My other question - he's very quiet, but chirps and becomes very animated when he hears birds outside. Does this mean he's lonely? Do I need to get him a friend? I'm not against this, but it's harder to tame two birds, from what I read, and there's no guarantee they will even like each other. In addition, since I have no idea what the gender of the bird really is, how would I know which gender to get?

Also, he doesn't really eat fruits and veggies that I offer, only pellets and seed from the store. Is it just because he is still getting used to his environment? He also started to pick on his band. I looked at his leg and there's no irritation or anything like that and he's only been doing it for the past few days.

He's also not interested in any toys in his cage, aside from the mirror. I'm guessing it's also because he's not used to the new place yet.

I know I have quite a few questions, but I'd appreciate any and all input you guys can give me.

Thanks

love4birds
04-06-2011, 10:14 PM
Congrats on your new lovie!

There are many, many "methods" of taming birds. In my opinion, the least stressful method is to essentially let the bird tame itself by forming a bond with the bird. How I do this, is to start by quietly sitting by the bird's cage and holding a millet spray through the cage bars. Totally ignore the bird and stay very still, and eventually he'll come to investigate and munch on the millet. You can use any favourite treat, but I find the millet spray works very well because the bird doesn't have to come too close to your hand to eat initially. Eventually (we're talking weeks, most likely) he'll start seeing you as an interesting being who offers yummy treats and will slowly start to trust you more and more.
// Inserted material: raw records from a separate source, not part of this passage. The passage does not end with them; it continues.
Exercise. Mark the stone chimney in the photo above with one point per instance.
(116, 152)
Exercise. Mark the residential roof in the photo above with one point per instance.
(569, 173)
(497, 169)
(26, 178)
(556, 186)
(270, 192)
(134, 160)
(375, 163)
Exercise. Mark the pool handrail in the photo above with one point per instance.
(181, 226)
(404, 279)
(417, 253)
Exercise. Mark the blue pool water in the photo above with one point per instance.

I have had my black-cheeked lovebird, Rigby, since October and this is how I've worked with him. He will now fly to me all the time and is very comfortable perching on me. But he is very scared of hands yet, which I attribute to him needing to be medicated (by me and my scary hands) when I first brought him home. He is also almost three years old, so I know he's going to take a bit longer to fully "tame". I used to have another lovie, Kermit, who responded very well to this training as well and was stepping up like a pro before he passed away in November.

As for letting him out of the cage. With my untame guys, I just open the cage and allow them to explore if they so choose. They usually figure out to go back in on their own, but if I need them back in in a rush, I put a treat in their cage and let them see it... then they usually hightail it back lol.

I don't think chirping at the wild birds necessarily means he is lonely, although I do feel they are happier in a pair/flock. My three lovies always chirp at the wild birds even though they have each other.

It will be easier to tame him if he is alone unless the second bird is already tame.

They can be picky when it comes to trying new foods, but I would keep offering new things:) As he settles in he will probably become a bit more adventurous. Same for playing with toys. Most lovies enjoy shredding toys.

Only one of my lovies is banded (Rigby), and he picks at his band too. He often slides it out of the way to itch underneath it I think. I've been debating having it removed, but it kind of scared me to have it cut off.